そこで、人数分のゴーグルを買い集め、再度、瀬底(せそこ)島にダイビンクです。

海の中に潜るとすぐ、目の前を迷惑そうにアバサー(ハリセンボン)が横切ります。そのゆっくりとした動き、必死で逃げる姿はとても可愛らしいです。
こいつがよく浜辺に打ち上げられているのも、逃げ遅れて波に巻かれてしまったから。そう考えるとさらにおかしくなりました。
触ろうとすると、タイヤのように体を膨らませ、針の鎧を逆立てて怒ります。
「本当に"針千本"やー」と、必死の威嚇にも笑ってしまいます。

「ガハハハハ」と海面へ現れ、笑う山口コーチ。片手に何やら掴んでいます。
「サザエがいるぞ」の一声。これでサザエ漁が始まりました。

ここで、男子生徒の活躍が見られます。林君(32歳、元家庭内暴力)、江口君(18歳、元非行)、真木君(中2、元不登校)達は、どれだけ捕れるか競い合っています。
対して、どれだけ頑張って探しても見つけられない女子生徒達。
これが本来の男の力であり、男の仕事です。河童のような江口君は、8個も見つけました。
一番多く採ったのが山口コーチ。やはりコーチは超えられない存在です。それに比べて2個しか見つけられなかった私。情けなくて、大きい顔はできません。

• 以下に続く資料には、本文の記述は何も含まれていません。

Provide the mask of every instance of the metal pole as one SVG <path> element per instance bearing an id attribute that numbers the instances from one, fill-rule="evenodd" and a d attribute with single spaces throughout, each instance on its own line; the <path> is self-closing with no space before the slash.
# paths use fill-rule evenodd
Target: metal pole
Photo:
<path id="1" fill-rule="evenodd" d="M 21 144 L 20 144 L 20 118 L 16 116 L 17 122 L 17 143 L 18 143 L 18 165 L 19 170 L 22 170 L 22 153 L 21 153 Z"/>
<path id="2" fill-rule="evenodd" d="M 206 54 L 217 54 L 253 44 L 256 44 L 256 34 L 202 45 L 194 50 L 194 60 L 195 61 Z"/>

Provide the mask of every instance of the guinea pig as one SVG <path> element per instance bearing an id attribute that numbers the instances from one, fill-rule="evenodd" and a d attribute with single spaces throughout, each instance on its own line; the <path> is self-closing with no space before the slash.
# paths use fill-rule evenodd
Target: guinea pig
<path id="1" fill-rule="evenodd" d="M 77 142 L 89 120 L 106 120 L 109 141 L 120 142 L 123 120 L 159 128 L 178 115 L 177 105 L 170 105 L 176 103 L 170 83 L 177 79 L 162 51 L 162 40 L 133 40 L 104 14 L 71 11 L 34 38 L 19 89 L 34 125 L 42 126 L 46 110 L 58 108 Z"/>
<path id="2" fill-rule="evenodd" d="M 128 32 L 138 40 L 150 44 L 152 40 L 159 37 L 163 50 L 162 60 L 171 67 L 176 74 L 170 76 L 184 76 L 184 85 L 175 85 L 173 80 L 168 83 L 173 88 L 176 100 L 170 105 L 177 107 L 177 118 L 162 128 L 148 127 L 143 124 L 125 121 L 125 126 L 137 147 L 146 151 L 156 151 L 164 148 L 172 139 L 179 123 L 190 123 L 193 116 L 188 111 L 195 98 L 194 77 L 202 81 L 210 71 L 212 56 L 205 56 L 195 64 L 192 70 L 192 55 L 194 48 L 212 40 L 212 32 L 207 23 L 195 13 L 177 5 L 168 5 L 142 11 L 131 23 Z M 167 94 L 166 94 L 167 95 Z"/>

この日の夕食は、「サザエの壷焼き」です。初めて自分の力で生産した、自分の力で採った物は格別においしい。その強烈な印象は、一生忘れることがないでしょう。
自信に満ちた生徒の顔を、密かに羨ましく思う晩餐でした。

『生徒の日報』
「今日、ダイビングでサザエ拾いをしました。サザエ拾いをしたのは、初めてだったのでとても楽しかったです。ひたすら、サザエを求め続けて探していました。サザエがいた時は感動してすぐ採りました。けれども小さかったからがっかりしました。一生懸命探したカイあって5匹つかまえて、夜ごはんに2匹食べました。天然を焼いて食べたので、すごくおいしかったです。また次来たら採ろうと思います」

(編集部注:この海域は漁場ではありません)


※文中の生徒名は全て仮名です。